Scientists Find an Unexpected Trigger of Eczema – And Clues on How to Stop It : ScienceAlert

The unbearable itch that accompanies the chronic inflammatory skin condition eczema has a new culprit.

Scientists have discovered that a familiar bacteria, Staphylococcus aureus, ignites persistent itches by directly triggering sensory neurons in the skin, a finding that could help researchers devise new treatments.

Eczema, which is also known as atopic dermatitis, is common in children and teenagers but also affects one in ten adults.

Up until now, immune cells and the inflammatory molecules they secrete were thought to be the main drivers of the insufferable itch that occurs with eczema. That itch so often drives a vicious urge to scratch which only damages the skin further, leaving it red, raw, swollen, and cracked.

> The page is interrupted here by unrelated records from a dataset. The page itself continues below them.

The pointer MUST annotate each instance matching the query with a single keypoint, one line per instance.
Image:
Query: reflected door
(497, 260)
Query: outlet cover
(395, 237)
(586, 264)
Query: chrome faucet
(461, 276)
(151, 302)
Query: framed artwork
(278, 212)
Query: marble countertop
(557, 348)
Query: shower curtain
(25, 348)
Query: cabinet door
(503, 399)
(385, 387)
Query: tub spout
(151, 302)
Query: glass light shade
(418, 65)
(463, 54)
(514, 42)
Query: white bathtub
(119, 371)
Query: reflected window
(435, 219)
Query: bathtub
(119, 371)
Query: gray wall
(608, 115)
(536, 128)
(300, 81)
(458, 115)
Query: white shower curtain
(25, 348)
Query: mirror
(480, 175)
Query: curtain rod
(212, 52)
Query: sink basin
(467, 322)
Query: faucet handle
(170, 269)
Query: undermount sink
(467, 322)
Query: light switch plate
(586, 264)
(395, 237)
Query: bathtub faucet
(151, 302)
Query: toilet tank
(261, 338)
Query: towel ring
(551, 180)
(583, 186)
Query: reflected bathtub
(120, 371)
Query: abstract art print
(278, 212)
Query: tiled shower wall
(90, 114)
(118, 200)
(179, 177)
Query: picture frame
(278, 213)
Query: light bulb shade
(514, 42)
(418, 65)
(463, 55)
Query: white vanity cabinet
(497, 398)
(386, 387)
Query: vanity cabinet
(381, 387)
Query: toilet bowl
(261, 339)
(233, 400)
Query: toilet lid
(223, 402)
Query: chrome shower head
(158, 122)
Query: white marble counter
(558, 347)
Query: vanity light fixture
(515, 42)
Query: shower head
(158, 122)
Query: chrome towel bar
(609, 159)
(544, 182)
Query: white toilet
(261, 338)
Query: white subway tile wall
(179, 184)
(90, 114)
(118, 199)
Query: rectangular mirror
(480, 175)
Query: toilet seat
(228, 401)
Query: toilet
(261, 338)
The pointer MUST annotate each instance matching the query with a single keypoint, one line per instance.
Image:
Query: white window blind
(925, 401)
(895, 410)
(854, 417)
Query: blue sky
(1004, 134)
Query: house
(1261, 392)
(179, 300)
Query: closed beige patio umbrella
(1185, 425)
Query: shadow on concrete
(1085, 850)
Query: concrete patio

Years ago, researchers figured out that people lacking a skin protein called filaggrin were more likely to develop eczema; but what specifically caused the itch that enflames eczema still bugged them.

Now, a team of mostly US researchers has shown in a series of animal experiments how S. aureus, a bacterium that infiltrates broken skin to cause infections, single-handedly causes itching by setting off sensory nerve cells in the skin surface.

“We’ve identified an entirely novel mechanism behind itch – the bacterium Staph aureus, which is found on almost every patient with the chronic condition atopic dermatitis,” says Isaac Chiu, an immunologist at Harvard Medical School. “We show that itch can be caused by the microbe itself.”

Mice were wrapped in gauze loaded with S. aureus to model eczema in humans. The animals exposed to S. aureus scratched their sores, and the researchers found the bacteria congregated close to sensory nerve endings in the now-inflamed outer skin, the epidermis.

To figure out how the bacteria might be acting on those nerves, the researchers systematically tested different strains of S. aureus engineered to lack specific components of the microbe’s molecular arsenal.

After ruling out nine others, Chiu and colleagues found one enzyme that S. aureus releases on contact with skin, protease V8, triggered itching behaviors in the mice by activating another protein, PAR1, which set off the sensory neurons.

When exposed to S. aureus devoid of V8, the mice didn’t scratch nearly as much, and their skin was less flaky and irritated. And when animals were treated with a drug that blocks PAR1, their symptoms also eased.

Further experiments ruled out immune cells as the instigators of the animals’ itch. Mice depleted of mast cells and basophils, two types of immune cells implicated in itches and allergies, kept on scratching after exposure to S. aureus.

“You don’t necessarily have to have inflammation for the microbe to cause itch, but that itch exacerbates inflammation on the skin,” explains Liwen Deng, lead author and microbiologist at Harvard Medical School.

If validated in human studies, the findings could present a clear target for alleviating eczema’s endless itch that can deprive some patients of sleep.

Most current eczema treatments try to soothe the skin, calm the immune system, and restore the skin barrier without clearing up the condition entirely – though researchers have clued on to the idea that targeting skin bacteria might provide lasting relief.

The PAR1 blocker tested in this study is already used to prevent blood clots in humans so it could be repurposed. Like the mice, skin samples from patients with atopic dermatitis had higher V8 levels and more S. aureus than healthy skin, but further testing is required.

Future studies could also investigate if pathogens like S. aureus hijack itchy sensations to facilitate their spread.

“It’s a speculation at this point, but the itch-scratch cycle could benefit the microbes and enable their spread to distant body sites and to uninfected hosts,” Deng says.

The study has been published in Cell.